The back-end protocols used by the L1 Trigger processors operate asynchronously with respect to the LHC clock, as described in 7.2.4. Usually, the trigger algorithms run with a multiple of the LHC 40.078 MHz clock. Data words are handled by the transceiver using the parallel link clock. The frequency at this domain is defined by the line rate of the transceiver and the width of the parallel data bus. The reason of implementing an asynchronous architecture is to allow the transmitting line rates and the reference clock frequency be chosen freely, following the standards set by industry, while in parallel maintaining synchronization of physics data with the LHC clock.

The implementation of the asynchronous architecture was introduced in CMS already since 2006 and is currently used by the Phase-1 Trigger link protocol. The architecture instantiates a FIFO and a dual port Block RAM (BRAM) in the trans-
mitter and receiver data paths respectively. As illustrated in Figure 7.6, both of them are placed between the algorithm (payload) block and the MGT transceiver. This architecture can operate successfully only when the algorithm clock rate is lower than that of the link clock. Since the latter's rate is fixed by the line rate of the link, the algorithm can run with maximum frequency which is multiple of the LHC clock and yet remains lower than the link clock. This technique guarantees that no data loss would ever occur due to FIFO overflow.



**Figure 7.6:** Block diagram of Hermes protocol. Arrows illustrate data propagation through the transmitter and receiver data paths, flowing between the payload block and the MGT.

This difference in clock domain rates also results to a bandwidth difference. The additional bandwidth is called filler bandwidth and it is compensated by transmitting padding words, generated when the Tx FIFO is empty. Its size is the subtraction of the algorithm bandwidth from the total link bandwidth. For example, in 25.78125 Gb/s links the maximum payload clock can be 360 MHz resulting in 23.04 Gb/s of algorithm bandwidth. The remaining 2.74125 Gb/s is the filler bandwidth. Since the latter is generated in the link domain of the transmitter, it is imperative that it will be detected and removed in the link domain of the receiver. Otherwise, data coming out of the Rx BRAM will go out of sync. To avoid such occurrences, the usage of two FEC schemes has been introduced, as described in section 7.4.7.

### 7.4.3 Framing Layer

The kinds of 64-bit words, or frames, specified by Hermes are shown in Table 7.2. They consist of Data and Control words, with the latter consisting of two categories: Idle and Filler control words. The Idle control word is a null frame that is transmitted when the payload block has no valid data to send. Thus, it belongs to the algorithm domain, same way as Data frames. Filler control words are generated in the Filler Generator block and belong to the Filler bandwidth. The nature of every frame (Data or Control) is defined by the value of the Header, which is set by a user indicator, called *Valid bit*. When the Valid bit is zero, the Frame Builder block generates and

transmits Idle words. When one, the Frame Builder transmits the data coming from the Payload block. The kind of Control words is defined in the Control Word Type (CWT) field. The transmission of Filler words is invisible to the user. As illustrated in the block diagram of Figure 7.6, a Filler detection block exists in the receiving datapath and removes any Filler before they are written inside the Rx BRAM. The only frames written inside it are Data and Idle control words.

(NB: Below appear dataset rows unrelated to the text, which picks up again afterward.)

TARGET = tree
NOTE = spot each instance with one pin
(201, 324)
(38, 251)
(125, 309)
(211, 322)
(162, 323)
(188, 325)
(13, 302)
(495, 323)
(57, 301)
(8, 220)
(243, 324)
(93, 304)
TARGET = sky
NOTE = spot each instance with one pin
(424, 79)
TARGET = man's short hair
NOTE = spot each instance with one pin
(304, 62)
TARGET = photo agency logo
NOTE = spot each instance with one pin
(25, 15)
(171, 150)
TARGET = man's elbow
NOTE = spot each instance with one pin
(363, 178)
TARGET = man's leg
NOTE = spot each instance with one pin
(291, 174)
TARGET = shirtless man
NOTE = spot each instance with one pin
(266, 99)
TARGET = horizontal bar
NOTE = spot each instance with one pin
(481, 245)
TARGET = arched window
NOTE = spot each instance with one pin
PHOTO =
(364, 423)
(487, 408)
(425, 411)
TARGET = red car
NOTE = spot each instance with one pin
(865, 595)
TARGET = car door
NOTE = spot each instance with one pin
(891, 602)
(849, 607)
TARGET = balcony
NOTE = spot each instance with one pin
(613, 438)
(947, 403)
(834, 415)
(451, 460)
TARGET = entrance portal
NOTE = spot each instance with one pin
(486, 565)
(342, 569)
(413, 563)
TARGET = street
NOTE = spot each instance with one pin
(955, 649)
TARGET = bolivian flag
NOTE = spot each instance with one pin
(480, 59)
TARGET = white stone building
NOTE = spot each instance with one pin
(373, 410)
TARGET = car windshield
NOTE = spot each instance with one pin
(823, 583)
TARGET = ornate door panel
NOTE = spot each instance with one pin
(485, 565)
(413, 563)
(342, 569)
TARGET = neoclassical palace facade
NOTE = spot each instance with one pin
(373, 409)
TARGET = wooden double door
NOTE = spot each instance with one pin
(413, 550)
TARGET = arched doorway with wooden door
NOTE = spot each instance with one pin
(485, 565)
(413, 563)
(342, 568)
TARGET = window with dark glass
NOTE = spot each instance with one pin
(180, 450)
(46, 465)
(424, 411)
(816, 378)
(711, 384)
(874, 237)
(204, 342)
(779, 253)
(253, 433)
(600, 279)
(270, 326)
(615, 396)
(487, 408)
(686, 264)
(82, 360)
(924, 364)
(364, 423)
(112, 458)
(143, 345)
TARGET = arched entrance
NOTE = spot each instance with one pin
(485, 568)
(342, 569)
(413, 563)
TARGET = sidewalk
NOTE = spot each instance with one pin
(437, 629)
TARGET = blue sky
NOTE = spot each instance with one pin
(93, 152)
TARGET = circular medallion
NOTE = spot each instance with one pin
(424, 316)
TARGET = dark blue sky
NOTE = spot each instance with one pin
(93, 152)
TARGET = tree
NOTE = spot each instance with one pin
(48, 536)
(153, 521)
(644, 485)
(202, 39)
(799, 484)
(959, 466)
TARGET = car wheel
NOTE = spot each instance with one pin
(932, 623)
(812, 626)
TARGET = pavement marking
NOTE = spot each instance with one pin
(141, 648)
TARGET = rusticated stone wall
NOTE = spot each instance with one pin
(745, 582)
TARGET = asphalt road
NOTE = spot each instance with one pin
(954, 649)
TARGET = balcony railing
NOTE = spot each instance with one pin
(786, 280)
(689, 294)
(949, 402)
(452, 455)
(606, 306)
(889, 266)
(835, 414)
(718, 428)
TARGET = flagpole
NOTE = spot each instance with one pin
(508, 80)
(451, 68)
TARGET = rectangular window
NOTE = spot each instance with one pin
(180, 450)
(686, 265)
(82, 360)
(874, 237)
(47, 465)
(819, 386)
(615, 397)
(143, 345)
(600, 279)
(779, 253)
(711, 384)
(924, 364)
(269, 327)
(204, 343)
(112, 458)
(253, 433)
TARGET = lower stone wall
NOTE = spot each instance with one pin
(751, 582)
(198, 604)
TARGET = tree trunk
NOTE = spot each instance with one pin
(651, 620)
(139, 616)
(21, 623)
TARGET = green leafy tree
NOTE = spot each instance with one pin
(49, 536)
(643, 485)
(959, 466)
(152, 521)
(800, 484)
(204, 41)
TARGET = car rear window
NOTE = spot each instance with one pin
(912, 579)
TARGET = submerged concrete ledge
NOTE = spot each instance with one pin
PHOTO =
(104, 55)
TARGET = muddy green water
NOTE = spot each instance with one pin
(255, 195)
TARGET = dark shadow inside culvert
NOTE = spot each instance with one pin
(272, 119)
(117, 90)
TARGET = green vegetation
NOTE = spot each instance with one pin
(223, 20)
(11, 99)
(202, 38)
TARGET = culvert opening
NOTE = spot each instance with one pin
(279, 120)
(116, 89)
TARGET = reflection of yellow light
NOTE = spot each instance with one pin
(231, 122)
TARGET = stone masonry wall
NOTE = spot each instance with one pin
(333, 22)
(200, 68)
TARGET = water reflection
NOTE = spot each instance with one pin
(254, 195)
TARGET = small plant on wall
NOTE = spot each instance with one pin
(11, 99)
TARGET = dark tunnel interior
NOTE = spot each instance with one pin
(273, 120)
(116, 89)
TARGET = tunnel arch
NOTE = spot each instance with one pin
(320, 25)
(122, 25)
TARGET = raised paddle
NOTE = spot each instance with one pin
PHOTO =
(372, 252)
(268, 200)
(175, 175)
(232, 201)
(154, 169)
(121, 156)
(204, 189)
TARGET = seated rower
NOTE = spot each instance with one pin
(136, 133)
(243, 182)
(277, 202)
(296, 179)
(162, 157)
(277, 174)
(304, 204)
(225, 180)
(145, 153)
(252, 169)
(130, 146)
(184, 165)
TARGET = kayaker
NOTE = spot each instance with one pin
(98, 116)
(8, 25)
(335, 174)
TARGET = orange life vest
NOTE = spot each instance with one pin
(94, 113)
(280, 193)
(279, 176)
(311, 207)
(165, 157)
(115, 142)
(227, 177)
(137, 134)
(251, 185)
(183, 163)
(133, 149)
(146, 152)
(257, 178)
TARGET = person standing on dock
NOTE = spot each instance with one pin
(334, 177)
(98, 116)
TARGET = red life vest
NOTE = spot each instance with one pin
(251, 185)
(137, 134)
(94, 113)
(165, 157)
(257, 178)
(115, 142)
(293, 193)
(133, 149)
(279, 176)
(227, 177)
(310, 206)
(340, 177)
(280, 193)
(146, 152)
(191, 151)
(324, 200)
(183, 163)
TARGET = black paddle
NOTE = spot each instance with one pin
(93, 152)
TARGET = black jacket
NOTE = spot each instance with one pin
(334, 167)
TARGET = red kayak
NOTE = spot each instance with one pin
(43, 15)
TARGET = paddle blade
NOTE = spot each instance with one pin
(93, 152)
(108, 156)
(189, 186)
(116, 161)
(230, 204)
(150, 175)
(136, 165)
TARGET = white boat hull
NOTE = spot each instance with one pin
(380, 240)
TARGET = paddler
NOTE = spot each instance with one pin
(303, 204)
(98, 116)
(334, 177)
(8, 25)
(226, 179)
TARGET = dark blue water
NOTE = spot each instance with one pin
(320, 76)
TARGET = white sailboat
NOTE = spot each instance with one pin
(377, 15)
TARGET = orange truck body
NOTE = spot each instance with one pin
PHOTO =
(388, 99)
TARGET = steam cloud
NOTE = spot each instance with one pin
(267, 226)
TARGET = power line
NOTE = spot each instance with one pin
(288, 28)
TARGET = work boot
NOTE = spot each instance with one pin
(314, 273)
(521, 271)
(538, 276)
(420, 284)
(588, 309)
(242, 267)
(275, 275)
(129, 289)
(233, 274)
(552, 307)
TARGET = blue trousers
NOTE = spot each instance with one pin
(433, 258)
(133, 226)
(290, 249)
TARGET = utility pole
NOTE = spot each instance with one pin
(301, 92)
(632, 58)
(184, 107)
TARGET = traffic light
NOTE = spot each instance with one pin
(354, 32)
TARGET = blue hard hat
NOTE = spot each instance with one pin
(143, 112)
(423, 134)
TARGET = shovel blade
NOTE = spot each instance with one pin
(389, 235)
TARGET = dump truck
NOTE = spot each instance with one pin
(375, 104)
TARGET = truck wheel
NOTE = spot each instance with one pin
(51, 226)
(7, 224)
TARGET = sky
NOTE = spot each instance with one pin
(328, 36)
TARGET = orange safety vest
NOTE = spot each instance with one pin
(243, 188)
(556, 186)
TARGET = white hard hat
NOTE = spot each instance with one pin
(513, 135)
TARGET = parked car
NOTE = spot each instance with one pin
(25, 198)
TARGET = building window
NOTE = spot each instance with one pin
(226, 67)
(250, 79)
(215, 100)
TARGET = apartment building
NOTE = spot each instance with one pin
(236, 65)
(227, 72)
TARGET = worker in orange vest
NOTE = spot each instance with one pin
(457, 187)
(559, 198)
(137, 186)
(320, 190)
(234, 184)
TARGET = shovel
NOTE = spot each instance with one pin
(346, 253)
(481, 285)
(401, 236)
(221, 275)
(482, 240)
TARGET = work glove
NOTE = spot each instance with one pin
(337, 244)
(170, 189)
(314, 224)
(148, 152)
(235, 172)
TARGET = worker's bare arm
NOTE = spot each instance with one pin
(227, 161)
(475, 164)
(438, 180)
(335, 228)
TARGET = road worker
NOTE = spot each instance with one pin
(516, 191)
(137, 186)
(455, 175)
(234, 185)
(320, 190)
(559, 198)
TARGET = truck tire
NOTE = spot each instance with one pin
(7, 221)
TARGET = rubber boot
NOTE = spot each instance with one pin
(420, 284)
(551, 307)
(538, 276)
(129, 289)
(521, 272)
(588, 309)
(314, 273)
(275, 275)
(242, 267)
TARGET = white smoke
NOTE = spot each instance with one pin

| Header  | Byte 7 | Byte 6 <> Byte 0 |
|---------|--------|------------------|
| Data    |        | Data             |
| Control | CWT    | Idle Payload     |
| Control | CWT    | Filler Payload   |

**Table 7.2:** Hermes frames specification. The Header specifies the transmission of either Data or Control words, the type of which is defined in the Control Word Type field.

In order to devote the whole algorithm bandwidth solely to physics data, the filler bandwidth is utilized to transmit information such as link metadata, Cyclic Redundancy Check (CRC) checksums and alignment markers. This is achieved by artificially generating two kinds of filler words that propagate the above information, the CRC and the Align Marker Filler words. The format of Hermes's filler words can be seen in Table 7.3. The least significant byte is used to carry link id information, while the next 3 bytes are user defined and could contain such information as board id, crate id, subsystem kind, etc.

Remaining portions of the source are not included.